Zoox—NHTSA investigated Zoox after two robotaxis braked suddenly causing motorcyclists to rear-end them
In May 2024, NHTSA launched an investigation into Zoox after two Toyota Highlanders equipped with Zoox autonomous technology braked unexpectedly, causing motorcyclists to rear-end the vehicles. Both vehicles were in autonomous mode. Minor injuries were reported. Zoox issued a voluntary recall of 258 vehicles in March 2025, deploying software updates to address sudden braking near bicyclists at crosswalks and misjudging approach of vulnerable road users from the rear. NHTSA later closed the probe.
Scoring Impact
| Topic | Direction | Relevance | Contribution |
|---|---|---|---|
| AI Safety | -against | secondary | -0.50 |
| Consumer Protection | -against | primary | -1.00 |
| Overall incident score = | -0.372 | ||
Score = avg(topic contributions) × significance (high ×1.5) × confidence (0.66)× agency (negligent ×0.5)
Evidence (2 signals)
TechCrunch reported Zoox recalled 258 vehicles over sudden braking that endangered cyclists and motorcyclists
In March 2025, Zoox issued a voluntary recall of 258 vehicles to address two braking issues: unnecessary hard braking when bicyclists were near crosswalks during green lights, and misjudging the approach of vulnerable road users like motorcyclists from the rear, causing abrupt braking. The software update was deployed to all affected vehicles by November 7, 2024. NHTSA later closed its investigation.

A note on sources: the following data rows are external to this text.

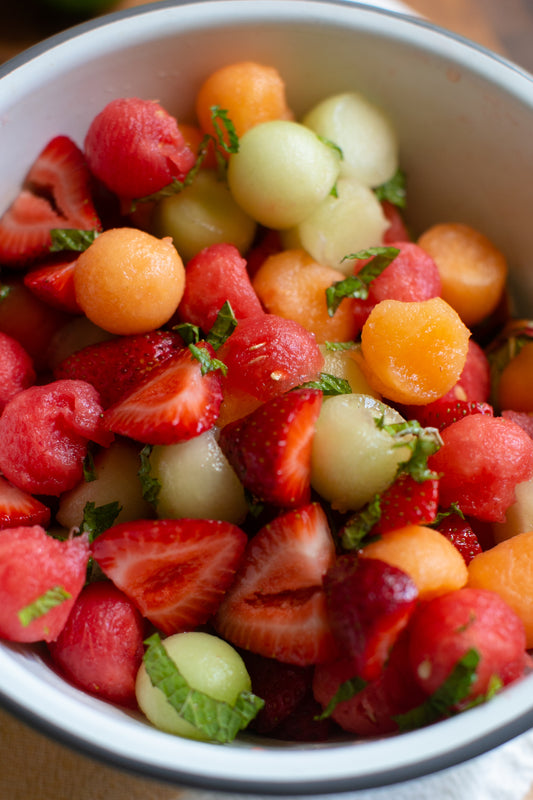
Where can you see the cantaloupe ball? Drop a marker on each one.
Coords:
(208, 664)
(129, 281)
(352, 459)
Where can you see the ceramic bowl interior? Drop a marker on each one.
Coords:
(464, 119)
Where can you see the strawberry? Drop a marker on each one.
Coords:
(117, 366)
(20, 508)
(408, 502)
(215, 275)
(441, 413)
(175, 571)
(461, 534)
(369, 604)
(33, 564)
(276, 606)
(270, 449)
(175, 403)
(54, 284)
(59, 172)
(100, 648)
(16, 369)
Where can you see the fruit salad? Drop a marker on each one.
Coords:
(266, 453)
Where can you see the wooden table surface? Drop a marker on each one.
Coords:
(505, 26)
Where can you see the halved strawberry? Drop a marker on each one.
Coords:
(441, 413)
(56, 194)
(119, 365)
(276, 606)
(20, 508)
(34, 565)
(408, 502)
(54, 283)
(174, 404)
(175, 571)
(270, 449)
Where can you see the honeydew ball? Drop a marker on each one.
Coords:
(201, 215)
(352, 459)
(364, 133)
(197, 481)
(342, 224)
(208, 664)
(281, 173)
(128, 281)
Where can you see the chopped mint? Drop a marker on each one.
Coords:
(50, 599)
(150, 486)
(217, 720)
(346, 691)
(207, 362)
(393, 190)
(441, 703)
(97, 519)
(223, 326)
(71, 239)
(357, 285)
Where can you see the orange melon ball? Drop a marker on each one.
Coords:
(129, 281)
(432, 561)
(414, 352)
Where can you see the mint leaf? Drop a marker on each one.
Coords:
(71, 239)
(223, 326)
(346, 691)
(97, 519)
(357, 285)
(357, 528)
(393, 190)
(329, 385)
(207, 362)
(50, 599)
(150, 486)
(216, 719)
(441, 703)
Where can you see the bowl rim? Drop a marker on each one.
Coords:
(276, 770)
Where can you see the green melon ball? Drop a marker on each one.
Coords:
(208, 664)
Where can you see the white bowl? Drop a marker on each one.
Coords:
(465, 120)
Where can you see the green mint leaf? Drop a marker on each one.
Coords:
(357, 285)
(189, 333)
(394, 190)
(422, 442)
(223, 125)
(223, 327)
(207, 362)
(97, 519)
(441, 703)
(357, 528)
(38, 608)
(150, 486)
(217, 720)
(329, 385)
(346, 691)
(71, 239)
(89, 471)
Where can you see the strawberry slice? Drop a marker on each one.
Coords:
(56, 194)
(408, 502)
(175, 571)
(277, 605)
(54, 284)
(117, 366)
(270, 449)
(369, 604)
(174, 404)
(20, 508)
(34, 565)
(441, 413)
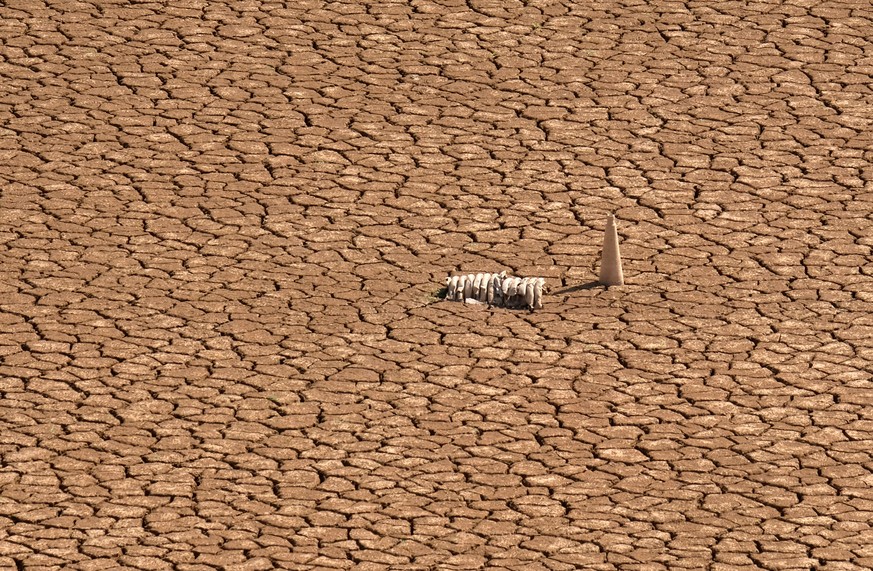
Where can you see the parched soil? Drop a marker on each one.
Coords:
(224, 230)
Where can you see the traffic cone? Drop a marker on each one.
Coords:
(610, 258)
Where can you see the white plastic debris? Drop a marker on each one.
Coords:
(496, 290)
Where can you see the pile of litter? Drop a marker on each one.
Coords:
(496, 290)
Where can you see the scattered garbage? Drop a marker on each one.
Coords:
(496, 290)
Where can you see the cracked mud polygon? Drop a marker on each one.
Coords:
(223, 231)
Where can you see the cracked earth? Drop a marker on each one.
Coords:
(224, 230)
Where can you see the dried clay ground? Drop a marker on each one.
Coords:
(225, 227)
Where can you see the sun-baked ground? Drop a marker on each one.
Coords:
(224, 230)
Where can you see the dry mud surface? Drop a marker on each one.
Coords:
(224, 230)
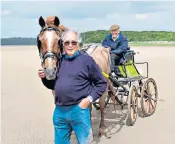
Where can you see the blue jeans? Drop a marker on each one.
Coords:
(68, 118)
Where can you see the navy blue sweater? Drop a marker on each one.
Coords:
(77, 78)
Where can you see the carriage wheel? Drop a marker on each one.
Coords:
(132, 105)
(149, 96)
(97, 105)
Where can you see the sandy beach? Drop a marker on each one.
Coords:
(27, 106)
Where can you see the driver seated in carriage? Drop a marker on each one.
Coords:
(118, 45)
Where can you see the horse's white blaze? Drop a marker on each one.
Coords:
(49, 37)
(50, 62)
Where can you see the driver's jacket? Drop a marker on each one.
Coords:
(119, 46)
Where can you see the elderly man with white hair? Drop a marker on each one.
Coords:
(79, 82)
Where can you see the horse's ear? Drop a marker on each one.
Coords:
(56, 21)
(41, 21)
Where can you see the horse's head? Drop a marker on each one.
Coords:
(49, 45)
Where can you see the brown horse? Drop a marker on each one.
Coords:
(49, 44)
(49, 47)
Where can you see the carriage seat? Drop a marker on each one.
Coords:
(128, 56)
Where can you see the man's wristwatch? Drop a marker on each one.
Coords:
(90, 98)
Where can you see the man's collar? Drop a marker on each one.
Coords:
(77, 53)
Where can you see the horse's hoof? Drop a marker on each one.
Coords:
(104, 134)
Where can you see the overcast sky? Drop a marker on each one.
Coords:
(20, 19)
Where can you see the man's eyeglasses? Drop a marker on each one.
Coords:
(74, 43)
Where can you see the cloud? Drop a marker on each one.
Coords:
(21, 18)
(142, 17)
(5, 12)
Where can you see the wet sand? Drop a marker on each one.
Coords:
(27, 106)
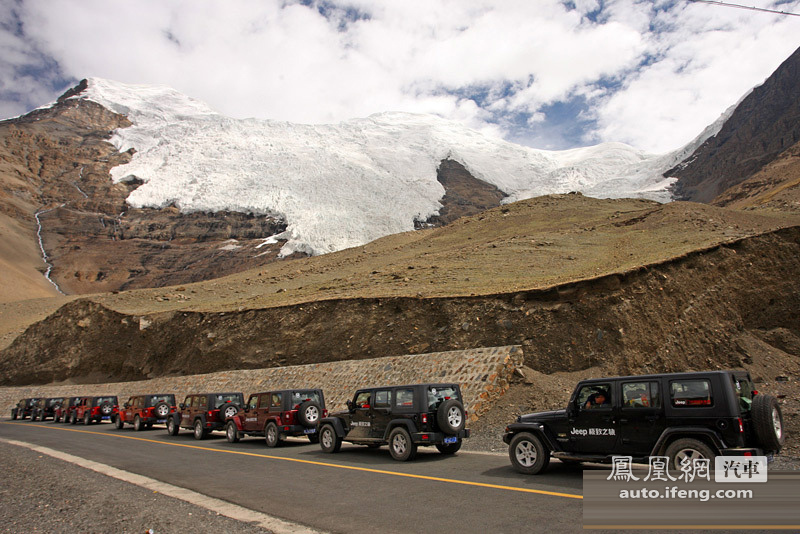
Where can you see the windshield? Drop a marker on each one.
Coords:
(231, 398)
(299, 397)
(438, 394)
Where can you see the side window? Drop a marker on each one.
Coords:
(382, 398)
(595, 397)
(690, 393)
(403, 398)
(362, 399)
(640, 395)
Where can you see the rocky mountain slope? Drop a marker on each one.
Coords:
(765, 124)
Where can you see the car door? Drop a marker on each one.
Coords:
(593, 422)
(642, 419)
(361, 418)
(380, 413)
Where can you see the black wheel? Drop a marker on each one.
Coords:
(401, 446)
(271, 435)
(450, 416)
(328, 440)
(200, 431)
(689, 449)
(528, 454)
(308, 413)
(768, 422)
(227, 411)
(231, 432)
(162, 410)
(173, 427)
(449, 448)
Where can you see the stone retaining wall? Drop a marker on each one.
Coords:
(483, 373)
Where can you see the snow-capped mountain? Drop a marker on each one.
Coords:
(341, 185)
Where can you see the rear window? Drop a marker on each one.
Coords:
(219, 400)
(439, 394)
(152, 400)
(691, 393)
(299, 397)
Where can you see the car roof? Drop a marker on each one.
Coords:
(689, 374)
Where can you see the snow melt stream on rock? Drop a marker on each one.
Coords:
(341, 185)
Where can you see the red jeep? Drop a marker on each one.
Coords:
(95, 409)
(204, 412)
(64, 411)
(142, 411)
(277, 414)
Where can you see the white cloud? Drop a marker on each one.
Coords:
(286, 61)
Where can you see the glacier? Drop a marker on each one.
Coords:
(343, 185)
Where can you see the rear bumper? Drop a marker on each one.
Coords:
(433, 438)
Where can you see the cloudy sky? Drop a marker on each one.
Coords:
(545, 73)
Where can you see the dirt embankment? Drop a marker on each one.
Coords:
(710, 309)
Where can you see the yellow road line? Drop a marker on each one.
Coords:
(311, 462)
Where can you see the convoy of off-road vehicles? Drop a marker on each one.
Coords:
(680, 416)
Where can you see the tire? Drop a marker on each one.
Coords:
(400, 445)
(449, 448)
(161, 410)
(271, 435)
(173, 428)
(687, 448)
(450, 417)
(231, 432)
(200, 431)
(308, 413)
(228, 411)
(528, 454)
(329, 441)
(768, 422)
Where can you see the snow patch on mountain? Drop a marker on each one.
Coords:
(341, 185)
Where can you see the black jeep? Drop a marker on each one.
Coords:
(680, 416)
(204, 412)
(403, 417)
(45, 408)
(24, 408)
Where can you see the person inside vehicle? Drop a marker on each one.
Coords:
(597, 399)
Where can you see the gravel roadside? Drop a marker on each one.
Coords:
(39, 493)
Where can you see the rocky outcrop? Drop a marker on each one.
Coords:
(764, 125)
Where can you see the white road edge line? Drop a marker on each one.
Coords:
(279, 526)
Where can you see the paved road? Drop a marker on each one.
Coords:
(357, 489)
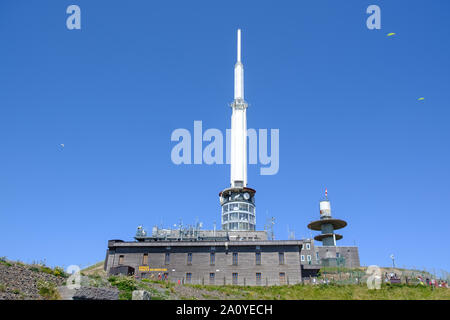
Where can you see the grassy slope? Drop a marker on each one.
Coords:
(333, 292)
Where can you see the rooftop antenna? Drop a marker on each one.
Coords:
(393, 260)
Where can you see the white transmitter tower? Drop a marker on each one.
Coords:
(238, 201)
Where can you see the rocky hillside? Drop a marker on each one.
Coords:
(29, 282)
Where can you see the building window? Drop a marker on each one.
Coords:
(145, 259)
(235, 259)
(282, 278)
(258, 278)
(235, 277)
(258, 258)
(167, 258)
(281, 257)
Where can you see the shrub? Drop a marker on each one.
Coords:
(48, 290)
(35, 269)
(126, 286)
(5, 262)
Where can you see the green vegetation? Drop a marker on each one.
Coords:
(48, 290)
(5, 262)
(333, 292)
(57, 271)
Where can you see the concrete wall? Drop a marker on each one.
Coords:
(223, 268)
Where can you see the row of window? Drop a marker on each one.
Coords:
(238, 216)
(235, 277)
(238, 207)
(212, 258)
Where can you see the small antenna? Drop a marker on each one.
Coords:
(239, 46)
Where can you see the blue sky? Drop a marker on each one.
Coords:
(343, 97)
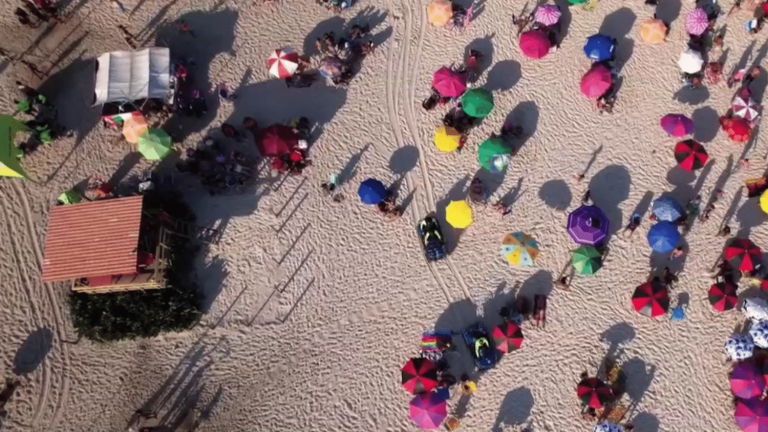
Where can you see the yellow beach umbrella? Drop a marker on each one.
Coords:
(447, 139)
(439, 12)
(458, 214)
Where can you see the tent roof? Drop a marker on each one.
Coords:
(123, 76)
(96, 238)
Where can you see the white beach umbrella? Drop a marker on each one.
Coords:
(739, 347)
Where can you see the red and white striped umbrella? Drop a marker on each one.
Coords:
(745, 108)
(283, 62)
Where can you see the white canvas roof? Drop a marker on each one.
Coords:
(132, 75)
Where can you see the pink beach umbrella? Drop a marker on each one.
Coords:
(534, 44)
(696, 22)
(547, 14)
(752, 415)
(596, 81)
(747, 381)
(676, 125)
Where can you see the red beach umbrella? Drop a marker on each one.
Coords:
(690, 155)
(651, 299)
(419, 375)
(594, 393)
(722, 296)
(743, 255)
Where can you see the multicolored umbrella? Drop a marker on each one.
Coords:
(493, 154)
(448, 82)
(547, 14)
(283, 62)
(676, 125)
(599, 47)
(535, 44)
(428, 410)
(722, 296)
(520, 249)
(666, 208)
(690, 155)
(596, 81)
(276, 140)
(588, 225)
(587, 260)
(745, 108)
(651, 299)
(743, 255)
(696, 22)
(751, 415)
(419, 375)
(739, 347)
(507, 337)
(663, 237)
(594, 393)
(477, 102)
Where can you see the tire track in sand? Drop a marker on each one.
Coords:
(392, 85)
(413, 127)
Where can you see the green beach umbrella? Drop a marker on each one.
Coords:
(493, 154)
(477, 102)
(155, 144)
(587, 260)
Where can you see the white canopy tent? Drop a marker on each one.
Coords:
(123, 76)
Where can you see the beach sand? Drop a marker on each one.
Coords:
(311, 336)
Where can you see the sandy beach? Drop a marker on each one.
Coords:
(312, 306)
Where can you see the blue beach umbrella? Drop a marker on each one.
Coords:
(372, 191)
(599, 47)
(663, 237)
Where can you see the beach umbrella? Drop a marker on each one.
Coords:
(155, 144)
(587, 260)
(722, 296)
(588, 225)
(666, 208)
(447, 139)
(594, 393)
(276, 140)
(759, 333)
(283, 62)
(599, 47)
(690, 61)
(477, 102)
(507, 337)
(663, 237)
(428, 410)
(534, 44)
(737, 128)
(676, 125)
(690, 155)
(596, 81)
(493, 154)
(651, 299)
(372, 191)
(419, 375)
(696, 22)
(330, 67)
(739, 347)
(653, 31)
(547, 14)
(458, 214)
(743, 255)
(520, 249)
(745, 108)
(448, 82)
(134, 127)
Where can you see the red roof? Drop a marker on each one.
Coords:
(92, 239)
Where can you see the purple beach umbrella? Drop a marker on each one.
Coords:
(588, 225)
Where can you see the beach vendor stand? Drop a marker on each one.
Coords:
(133, 82)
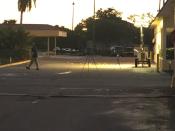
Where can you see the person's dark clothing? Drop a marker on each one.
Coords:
(34, 52)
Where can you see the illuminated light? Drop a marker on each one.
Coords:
(103, 66)
(64, 73)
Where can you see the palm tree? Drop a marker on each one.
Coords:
(23, 5)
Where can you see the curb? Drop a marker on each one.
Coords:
(14, 64)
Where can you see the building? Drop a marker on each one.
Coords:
(40, 30)
(163, 25)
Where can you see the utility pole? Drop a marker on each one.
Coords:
(73, 15)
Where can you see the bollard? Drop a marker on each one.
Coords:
(158, 63)
(10, 59)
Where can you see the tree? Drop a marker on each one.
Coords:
(109, 28)
(23, 5)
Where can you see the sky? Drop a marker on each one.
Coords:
(59, 12)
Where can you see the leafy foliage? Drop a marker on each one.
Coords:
(108, 27)
(14, 42)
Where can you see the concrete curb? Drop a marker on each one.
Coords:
(14, 64)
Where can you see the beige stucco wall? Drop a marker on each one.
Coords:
(164, 24)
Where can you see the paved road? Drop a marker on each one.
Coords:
(72, 94)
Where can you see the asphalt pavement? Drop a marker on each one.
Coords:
(85, 93)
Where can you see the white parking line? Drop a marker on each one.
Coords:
(14, 64)
(64, 73)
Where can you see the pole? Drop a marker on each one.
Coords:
(93, 35)
(48, 46)
(55, 45)
(73, 16)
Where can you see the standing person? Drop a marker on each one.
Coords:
(34, 57)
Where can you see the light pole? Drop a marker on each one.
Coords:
(73, 15)
(93, 35)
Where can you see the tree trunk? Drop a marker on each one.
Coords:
(21, 17)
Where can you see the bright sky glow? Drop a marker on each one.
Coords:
(59, 12)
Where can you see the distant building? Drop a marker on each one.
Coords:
(40, 30)
(163, 24)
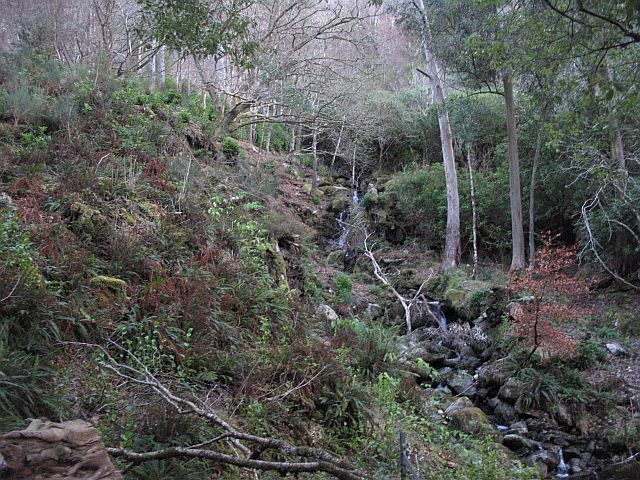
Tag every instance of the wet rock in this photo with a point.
(560, 438)
(577, 465)
(518, 443)
(518, 428)
(459, 404)
(445, 374)
(436, 360)
(415, 338)
(511, 391)
(469, 420)
(327, 313)
(462, 382)
(542, 422)
(546, 457)
(616, 349)
(495, 373)
(68, 450)
(505, 413)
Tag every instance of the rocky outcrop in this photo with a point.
(68, 450)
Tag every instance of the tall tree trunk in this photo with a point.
(269, 129)
(474, 229)
(515, 195)
(314, 149)
(532, 189)
(335, 151)
(452, 241)
(252, 126)
(161, 78)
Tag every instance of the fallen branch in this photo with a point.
(316, 459)
(407, 303)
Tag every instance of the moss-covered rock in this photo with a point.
(87, 220)
(470, 420)
(468, 297)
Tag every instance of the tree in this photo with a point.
(515, 195)
(452, 241)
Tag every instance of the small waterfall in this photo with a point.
(341, 242)
(563, 470)
(343, 221)
(436, 313)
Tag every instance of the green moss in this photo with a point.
(87, 220)
(114, 285)
(468, 297)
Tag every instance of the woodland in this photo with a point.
(315, 239)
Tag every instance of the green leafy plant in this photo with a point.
(230, 148)
(343, 287)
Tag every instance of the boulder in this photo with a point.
(518, 428)
(511, 391)
(469, 298)
(577, 465)
(46, 450)
(505, 413)
(518, 443)
(436, 360)
(469, 420)
(462, 382)
(545, 457)
(459, 404)
(495, 373)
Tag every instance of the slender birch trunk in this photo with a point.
(515, 195)
(314, 149)
(452, 241)
(532, 190)
(474, 229)
(335, 151)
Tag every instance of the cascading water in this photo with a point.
(563, 470)
(341, 242)
(436, 312)
(343, 221)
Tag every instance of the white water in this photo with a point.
(343, 221)
(563, 470)
(439, 316)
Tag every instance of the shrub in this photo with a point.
(23, 103)
(230, 147)
(23, 385)
(343, 286)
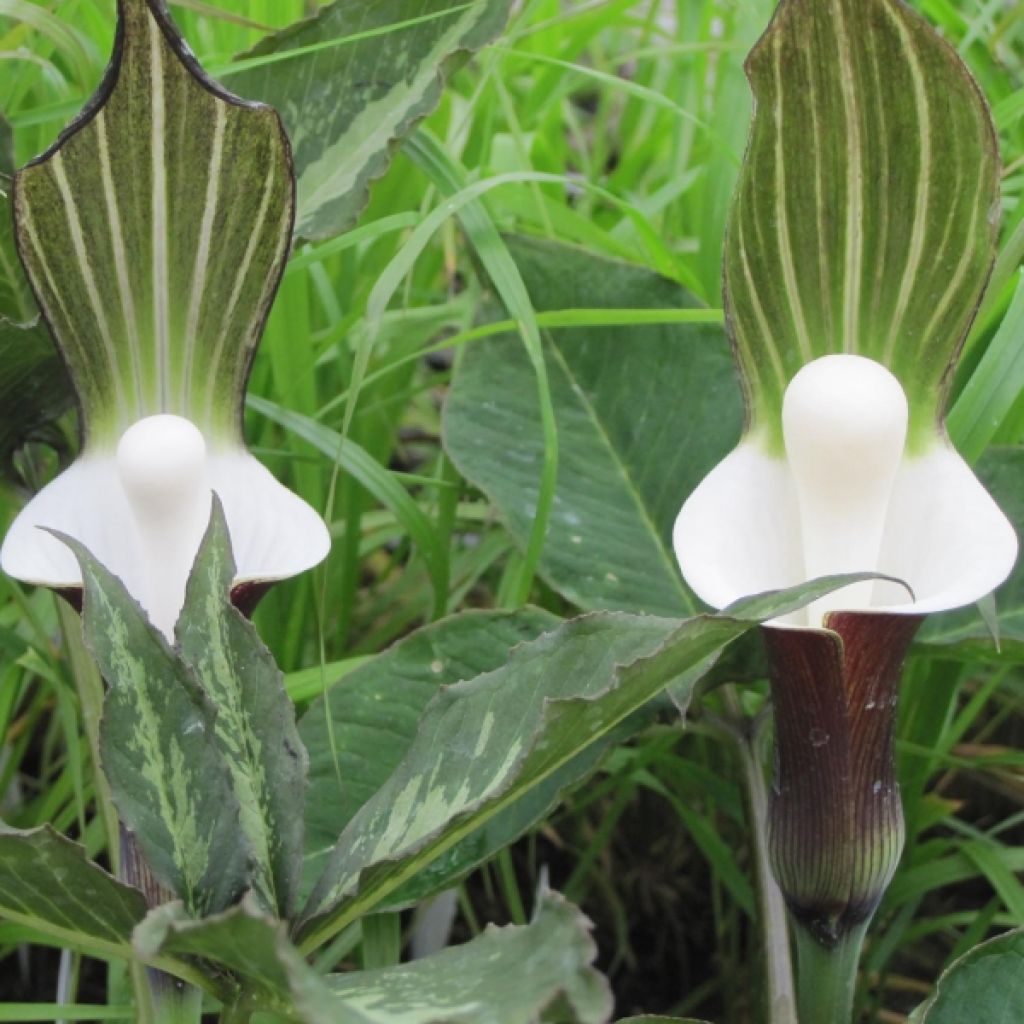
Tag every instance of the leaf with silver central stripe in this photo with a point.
(154, 233)
(168, 777)
(351, 81)
(255, 724)
(864, 216)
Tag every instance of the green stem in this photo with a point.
(826, 977)
(779, 993)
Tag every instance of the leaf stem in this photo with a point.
(826, 977)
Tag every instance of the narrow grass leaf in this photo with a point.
(359, 76)
(160, 753)
(47, 884)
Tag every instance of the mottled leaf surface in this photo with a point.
(354, 79)
(485, 742)
(963, 633)
(154, 232)
(168, 777)
(986, 984)
(374, 713)
(643, 414)
(47, 884)
(255, 721)
(864, 217)
(505, 976)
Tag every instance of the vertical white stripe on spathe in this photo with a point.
(782, 218)
(161, 328)
(203, 249)
(120, 256)
(916, 246)
(84, 261)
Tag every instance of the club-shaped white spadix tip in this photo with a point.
(844, 424)
(162, 463)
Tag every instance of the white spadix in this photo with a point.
(846, 496)
(844, 422)
(163, 468)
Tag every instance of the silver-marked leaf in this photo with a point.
(154, 232)
(353, 80)
(985, 984)
(643, 413)
(374, 715)
(484, 743)
(168, 777)
(964, 633)
(865, 212)
(505, 976)
(255, 721)
(47, 884)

NHTSA investigated Zoox after sudden braking caused motorcyclist rear-end collisions
In May 2024, NHTSA launched investigation into Zoox after two Toyota Highlanders with Zoox autonomous technology braked suddenly, causing motorcyclist rear-end collisions with minor injuries. Zoox recalled 258 vehicles in March 2025 to address braking issues near crosswalks and approaching vulnerable road users. NHTSA later closed the probe.